Netflix, Inc. jumped 5.96% Wednesday, finishing regular trading at $82.71. The move came as Warner Bros. Discovery’s board signaled that the revamped Paramount Skydance offer might qualify as a “Company Superior Proposal,” reigniting the takeover battle. (markets.businessinsider.com)

This is significant: the Warner deal’s now a litmus test for just how far Netflix will go for scale—and what it’ll pay. With a higher bid in the mix, the prospect of Netflix simply walking away is back on the table, something investors have been weighing for a while.

Paramount has bumped its offer to $31 a share in cash, adding a ticking fee of 25 cents a share for every quarter that the deal drags past Sept. 30, 2026. The company also committed to cover the $2.8 billion breakup fee Warner faces if it pulls out of its current merger pact with Netflix.

A ticking fee adds a per-share incentive that increases as the deal drags on, typically making up for regulatory holdups. Warner said it hasn’t determined the Paramount offer is better, and if that changes, Netflix would get four business days to respond.
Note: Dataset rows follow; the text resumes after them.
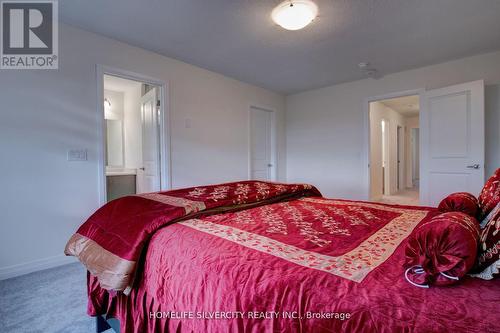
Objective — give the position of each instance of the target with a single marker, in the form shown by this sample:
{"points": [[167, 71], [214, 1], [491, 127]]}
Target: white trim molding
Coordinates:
{"points": [[274, 140]]}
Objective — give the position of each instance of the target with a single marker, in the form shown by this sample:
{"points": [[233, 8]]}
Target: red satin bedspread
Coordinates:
{"points": [[304, 258]]}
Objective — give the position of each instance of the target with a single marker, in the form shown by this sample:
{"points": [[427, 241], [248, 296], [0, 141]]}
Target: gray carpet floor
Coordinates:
{"points": [[52, 300]]}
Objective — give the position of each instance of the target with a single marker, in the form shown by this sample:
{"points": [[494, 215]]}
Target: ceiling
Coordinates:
{"points": [[115, 83], [237, 38], [407, 106]]}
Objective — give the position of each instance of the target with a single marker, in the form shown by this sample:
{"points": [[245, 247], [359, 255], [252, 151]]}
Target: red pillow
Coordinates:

Paramount and Netflix aren’t even chasing the same pieces, complicating any call on which bid brings more value. Netflix is on the table with $27.75 a share, all cash, valuing the offer at $82.7 billion when you factor in net debt. That covers Warner’s film and TV studios, its library, plus HBO Max. Paramount, though, is after the full company, while Warner wants to carve out its TV business as its own listed Discovery Global. “Picking a winner will always be subjective,” Morningstar analyst Matthew Dolgin noted. For eMarketer’s Ross Benes, there’s room to doubt if these rising offers are grounded in strategy or just “ego.” (Reuters)

Eyes are already on Warner’s numbers due out this week—those could change how investors size up the cable networks bundled in Discovery Global. Paramount is on deck with its own results Wednesday; here, the market is just as focused on financing assumptions as on whatever price is on the table.

The surge on Wednesday leaves the main question unresolved. Now, the wager shifts: Netflix either forks over the cash or goes back to the drawing board.

Regulatory risk is still in play. Eleven Republican attorneys general are pressing the Justice Department to examine the Netflix-Warner deal, saying it could “likely result in undue market concentration” and bring “higher prices” and “less innovation” for consumers. Netflix, for its part, argues the agreement will help both consumers and workers—and insists it plans to keep pushing movies into theaters. (Reuters)

States have the power to sue over mergers, but it’s usually the federal agencies that drive the timing and pace. If the review drags on, the cost of waiting climbs—a problem the ticking fee is designed to tackle.

Eyes turn to Warner’s upcoming board update, along with any tweak to the deal terms. Should Warner officially call the Paramount offer superior, Netflix would then have four business days to respond.

For now, traders will probably lean on filings and breaking headlines to steer their next move in NFLX. The only set event on the radar: Warner’s shareholder vote on the Netflix deal, penciled in for March 20.